Because of that, I found Dan Allosso’s zettelkasten system to be cleaner and simpler than anything else I’ve read.
He does not parse out four or five fine-grained types of notes (fleeting, literature, evergreen, sprout, etc).
He uses two: source notes, and point notes. “Source Notes” are notes he makes mostly from the source but with some initial thoughts and questions. “Point Notes” are his own thoughts:
“Others have called these “Main Notes” or “Permanent Notes” or “Evergreen Notes”. I called them Point Notes to remind myself that when I write them I should be making a point.” (Allosso 2022, p 66)
Good reminder. And for me, anyway, good enough.
I also liked his method for numbering his notes, which reminds me a bit of the folder structure of the Johnny.Decimal system which I love, and use for my digital files.

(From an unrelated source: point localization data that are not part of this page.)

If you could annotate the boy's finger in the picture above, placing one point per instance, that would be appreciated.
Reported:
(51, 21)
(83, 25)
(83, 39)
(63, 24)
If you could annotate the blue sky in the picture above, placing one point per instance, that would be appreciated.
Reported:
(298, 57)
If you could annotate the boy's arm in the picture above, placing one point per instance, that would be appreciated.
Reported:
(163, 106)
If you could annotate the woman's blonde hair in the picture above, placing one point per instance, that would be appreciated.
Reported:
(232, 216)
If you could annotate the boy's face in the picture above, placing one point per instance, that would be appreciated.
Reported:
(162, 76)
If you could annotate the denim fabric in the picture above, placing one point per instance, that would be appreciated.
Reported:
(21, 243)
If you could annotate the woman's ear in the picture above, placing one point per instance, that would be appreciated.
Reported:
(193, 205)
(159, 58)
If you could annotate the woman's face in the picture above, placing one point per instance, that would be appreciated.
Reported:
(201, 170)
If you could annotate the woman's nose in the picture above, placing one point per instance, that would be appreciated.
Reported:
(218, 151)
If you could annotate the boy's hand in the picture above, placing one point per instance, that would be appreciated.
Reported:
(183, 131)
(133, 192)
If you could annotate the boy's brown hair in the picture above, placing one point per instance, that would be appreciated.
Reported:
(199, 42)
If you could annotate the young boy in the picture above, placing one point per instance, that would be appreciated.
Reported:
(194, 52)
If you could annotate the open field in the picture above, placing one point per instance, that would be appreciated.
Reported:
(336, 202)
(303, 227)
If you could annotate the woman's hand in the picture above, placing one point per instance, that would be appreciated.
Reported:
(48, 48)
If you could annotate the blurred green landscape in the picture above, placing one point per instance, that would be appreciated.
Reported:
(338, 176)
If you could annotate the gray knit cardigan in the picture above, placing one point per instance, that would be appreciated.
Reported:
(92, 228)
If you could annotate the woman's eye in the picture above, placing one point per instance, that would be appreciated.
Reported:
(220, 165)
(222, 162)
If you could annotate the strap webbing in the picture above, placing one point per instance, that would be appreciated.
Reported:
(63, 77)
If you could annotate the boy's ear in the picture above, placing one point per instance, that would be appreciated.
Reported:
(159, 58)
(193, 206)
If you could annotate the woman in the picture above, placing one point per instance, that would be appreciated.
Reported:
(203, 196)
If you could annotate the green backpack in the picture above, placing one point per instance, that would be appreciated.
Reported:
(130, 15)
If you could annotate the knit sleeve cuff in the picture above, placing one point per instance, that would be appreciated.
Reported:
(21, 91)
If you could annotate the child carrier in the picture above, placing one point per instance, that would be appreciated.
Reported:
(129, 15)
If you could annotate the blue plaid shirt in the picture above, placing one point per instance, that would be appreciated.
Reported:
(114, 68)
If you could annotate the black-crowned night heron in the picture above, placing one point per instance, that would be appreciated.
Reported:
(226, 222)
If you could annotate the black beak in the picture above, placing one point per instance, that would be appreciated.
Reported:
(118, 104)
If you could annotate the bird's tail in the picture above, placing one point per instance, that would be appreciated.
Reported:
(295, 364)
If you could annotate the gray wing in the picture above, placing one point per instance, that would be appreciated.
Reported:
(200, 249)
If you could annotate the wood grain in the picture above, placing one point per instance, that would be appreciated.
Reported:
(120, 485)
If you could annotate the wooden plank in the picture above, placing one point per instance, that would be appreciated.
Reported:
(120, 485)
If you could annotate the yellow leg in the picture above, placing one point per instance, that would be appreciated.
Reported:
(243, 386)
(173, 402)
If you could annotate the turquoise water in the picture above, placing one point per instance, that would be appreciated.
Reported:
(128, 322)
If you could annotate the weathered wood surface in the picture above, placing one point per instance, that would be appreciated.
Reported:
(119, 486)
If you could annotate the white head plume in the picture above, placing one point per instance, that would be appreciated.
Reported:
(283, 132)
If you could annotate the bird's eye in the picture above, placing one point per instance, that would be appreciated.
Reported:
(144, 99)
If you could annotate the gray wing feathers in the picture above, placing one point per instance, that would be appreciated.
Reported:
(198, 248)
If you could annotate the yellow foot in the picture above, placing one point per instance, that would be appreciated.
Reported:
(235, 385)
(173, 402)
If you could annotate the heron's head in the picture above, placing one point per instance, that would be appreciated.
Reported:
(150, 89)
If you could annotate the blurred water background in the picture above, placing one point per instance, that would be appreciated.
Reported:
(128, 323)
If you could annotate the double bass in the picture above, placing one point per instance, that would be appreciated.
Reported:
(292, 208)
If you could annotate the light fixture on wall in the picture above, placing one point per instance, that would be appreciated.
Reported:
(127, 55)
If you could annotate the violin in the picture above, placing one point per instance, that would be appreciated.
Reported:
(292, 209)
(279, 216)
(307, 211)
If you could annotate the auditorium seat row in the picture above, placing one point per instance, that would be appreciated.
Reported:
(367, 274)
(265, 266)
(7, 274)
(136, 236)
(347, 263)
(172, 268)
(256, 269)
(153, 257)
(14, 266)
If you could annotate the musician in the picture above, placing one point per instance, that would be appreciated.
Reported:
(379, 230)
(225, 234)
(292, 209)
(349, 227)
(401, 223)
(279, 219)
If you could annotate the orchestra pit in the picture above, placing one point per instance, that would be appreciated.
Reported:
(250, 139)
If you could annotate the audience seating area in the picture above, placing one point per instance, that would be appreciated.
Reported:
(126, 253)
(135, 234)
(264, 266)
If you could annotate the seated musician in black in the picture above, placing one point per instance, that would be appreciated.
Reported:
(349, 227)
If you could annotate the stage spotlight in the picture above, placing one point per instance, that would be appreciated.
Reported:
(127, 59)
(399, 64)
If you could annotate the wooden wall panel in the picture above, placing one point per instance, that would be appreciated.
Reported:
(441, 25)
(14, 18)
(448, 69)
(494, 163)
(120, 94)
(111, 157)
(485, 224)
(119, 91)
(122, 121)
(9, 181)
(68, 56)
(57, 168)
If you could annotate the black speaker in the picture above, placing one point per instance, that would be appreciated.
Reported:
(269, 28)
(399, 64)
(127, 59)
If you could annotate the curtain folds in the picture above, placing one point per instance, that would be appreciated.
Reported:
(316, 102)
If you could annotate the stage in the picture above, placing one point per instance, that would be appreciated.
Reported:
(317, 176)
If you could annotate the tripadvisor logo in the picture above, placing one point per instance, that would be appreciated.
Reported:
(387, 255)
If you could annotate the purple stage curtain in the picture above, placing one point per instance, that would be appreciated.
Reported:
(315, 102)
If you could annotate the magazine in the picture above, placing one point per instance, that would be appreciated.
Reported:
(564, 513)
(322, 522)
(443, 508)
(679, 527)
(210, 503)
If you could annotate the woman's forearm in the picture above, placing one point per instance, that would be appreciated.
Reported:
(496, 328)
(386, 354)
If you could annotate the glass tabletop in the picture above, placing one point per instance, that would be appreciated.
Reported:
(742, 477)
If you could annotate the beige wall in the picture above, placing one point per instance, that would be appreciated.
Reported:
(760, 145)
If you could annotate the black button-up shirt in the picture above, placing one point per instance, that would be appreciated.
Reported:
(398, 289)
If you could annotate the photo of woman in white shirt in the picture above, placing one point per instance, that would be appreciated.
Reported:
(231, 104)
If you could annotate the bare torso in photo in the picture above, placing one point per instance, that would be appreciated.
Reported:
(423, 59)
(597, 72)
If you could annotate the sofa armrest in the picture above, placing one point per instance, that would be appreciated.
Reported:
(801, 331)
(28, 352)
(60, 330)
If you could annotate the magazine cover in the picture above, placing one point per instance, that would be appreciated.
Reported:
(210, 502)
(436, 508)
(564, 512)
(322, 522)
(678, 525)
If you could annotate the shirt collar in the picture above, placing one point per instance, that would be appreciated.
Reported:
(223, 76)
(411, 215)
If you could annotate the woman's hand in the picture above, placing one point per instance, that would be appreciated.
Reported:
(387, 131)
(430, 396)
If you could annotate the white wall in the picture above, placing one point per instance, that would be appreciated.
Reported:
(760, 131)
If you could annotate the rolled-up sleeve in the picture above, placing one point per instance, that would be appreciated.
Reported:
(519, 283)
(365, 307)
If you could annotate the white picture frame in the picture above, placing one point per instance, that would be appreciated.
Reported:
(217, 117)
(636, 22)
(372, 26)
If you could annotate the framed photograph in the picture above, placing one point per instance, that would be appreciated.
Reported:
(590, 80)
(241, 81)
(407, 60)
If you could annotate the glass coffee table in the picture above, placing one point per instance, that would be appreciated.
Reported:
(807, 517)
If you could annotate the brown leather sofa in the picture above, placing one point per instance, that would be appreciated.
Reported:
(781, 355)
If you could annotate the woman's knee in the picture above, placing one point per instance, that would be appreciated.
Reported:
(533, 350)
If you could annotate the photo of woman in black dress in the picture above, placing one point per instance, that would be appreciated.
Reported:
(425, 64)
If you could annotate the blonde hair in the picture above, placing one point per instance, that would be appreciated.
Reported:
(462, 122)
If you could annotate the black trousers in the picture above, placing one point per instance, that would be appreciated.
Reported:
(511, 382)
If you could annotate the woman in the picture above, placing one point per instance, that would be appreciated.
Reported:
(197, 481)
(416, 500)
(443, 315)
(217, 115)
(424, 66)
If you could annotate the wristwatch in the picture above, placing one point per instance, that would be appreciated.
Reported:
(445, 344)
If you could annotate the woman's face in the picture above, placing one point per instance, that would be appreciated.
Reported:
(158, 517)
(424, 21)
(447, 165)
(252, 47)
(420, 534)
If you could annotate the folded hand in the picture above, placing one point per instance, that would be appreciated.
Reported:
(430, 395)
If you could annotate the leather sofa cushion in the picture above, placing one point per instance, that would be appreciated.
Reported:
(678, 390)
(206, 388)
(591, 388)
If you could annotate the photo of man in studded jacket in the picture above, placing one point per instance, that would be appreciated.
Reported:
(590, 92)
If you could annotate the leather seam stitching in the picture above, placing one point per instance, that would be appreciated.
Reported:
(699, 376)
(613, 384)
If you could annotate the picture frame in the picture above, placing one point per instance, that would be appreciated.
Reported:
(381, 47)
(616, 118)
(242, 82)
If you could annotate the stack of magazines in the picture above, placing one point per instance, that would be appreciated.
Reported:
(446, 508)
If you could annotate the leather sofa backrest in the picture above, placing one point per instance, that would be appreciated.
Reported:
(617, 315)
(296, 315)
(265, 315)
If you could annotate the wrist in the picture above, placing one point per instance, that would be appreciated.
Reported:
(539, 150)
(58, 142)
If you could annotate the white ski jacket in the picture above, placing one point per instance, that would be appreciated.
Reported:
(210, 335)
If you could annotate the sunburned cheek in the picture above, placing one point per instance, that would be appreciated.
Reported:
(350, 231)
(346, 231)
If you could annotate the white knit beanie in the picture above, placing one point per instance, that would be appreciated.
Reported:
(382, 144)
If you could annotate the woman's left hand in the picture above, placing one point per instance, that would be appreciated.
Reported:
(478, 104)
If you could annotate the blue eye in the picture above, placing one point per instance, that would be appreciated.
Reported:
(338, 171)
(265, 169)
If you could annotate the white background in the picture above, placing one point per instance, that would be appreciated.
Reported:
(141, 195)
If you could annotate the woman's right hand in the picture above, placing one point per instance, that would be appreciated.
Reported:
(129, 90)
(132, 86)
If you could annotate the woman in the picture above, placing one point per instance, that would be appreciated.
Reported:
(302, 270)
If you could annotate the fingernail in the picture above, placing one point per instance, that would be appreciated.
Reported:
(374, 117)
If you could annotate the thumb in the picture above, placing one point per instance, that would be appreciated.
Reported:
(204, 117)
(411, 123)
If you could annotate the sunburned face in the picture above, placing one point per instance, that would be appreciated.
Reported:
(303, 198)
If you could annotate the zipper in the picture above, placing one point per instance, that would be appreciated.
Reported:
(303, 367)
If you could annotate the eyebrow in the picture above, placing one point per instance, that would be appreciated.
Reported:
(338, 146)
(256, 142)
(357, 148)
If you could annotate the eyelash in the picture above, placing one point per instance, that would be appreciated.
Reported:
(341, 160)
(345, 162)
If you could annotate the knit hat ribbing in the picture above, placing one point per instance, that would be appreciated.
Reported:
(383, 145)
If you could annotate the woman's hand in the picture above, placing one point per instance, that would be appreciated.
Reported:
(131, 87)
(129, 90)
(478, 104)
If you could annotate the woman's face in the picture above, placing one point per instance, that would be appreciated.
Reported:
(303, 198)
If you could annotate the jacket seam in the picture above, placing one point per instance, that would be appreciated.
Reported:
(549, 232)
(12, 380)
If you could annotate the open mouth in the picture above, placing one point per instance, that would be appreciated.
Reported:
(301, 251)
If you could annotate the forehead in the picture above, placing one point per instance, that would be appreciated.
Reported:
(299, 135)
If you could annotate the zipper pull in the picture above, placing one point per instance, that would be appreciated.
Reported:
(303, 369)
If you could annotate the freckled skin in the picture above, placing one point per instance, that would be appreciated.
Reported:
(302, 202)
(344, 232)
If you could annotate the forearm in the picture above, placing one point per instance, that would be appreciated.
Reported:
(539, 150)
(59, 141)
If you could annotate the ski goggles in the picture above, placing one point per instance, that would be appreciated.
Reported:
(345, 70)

This is a well-written, well organized book about how to write. It is also a well-written, well organized book about how a working writer uses a paper zettelkasten to produce writing.
I’m going to give Allosso’s system a go for several months. So far, I’ve written a few things with it.
Highly recommended.
REFERENCES
Ahrens, S. (2017) How to take smart notes: one simple technique to boost writing, learning and thinking: for students, academics and nonfiction book writers. North Charleston, SC: CreateSpace.
Introduction to the Zettelkasten Method, Zettelkasten Method. Available at: https://zettelkasten.de/introduction/ (Accessed: 12 August 2022).
Allosso, Dan; Allosso, S.F.(2022) How to Make Notes and Write. Kindle Edition.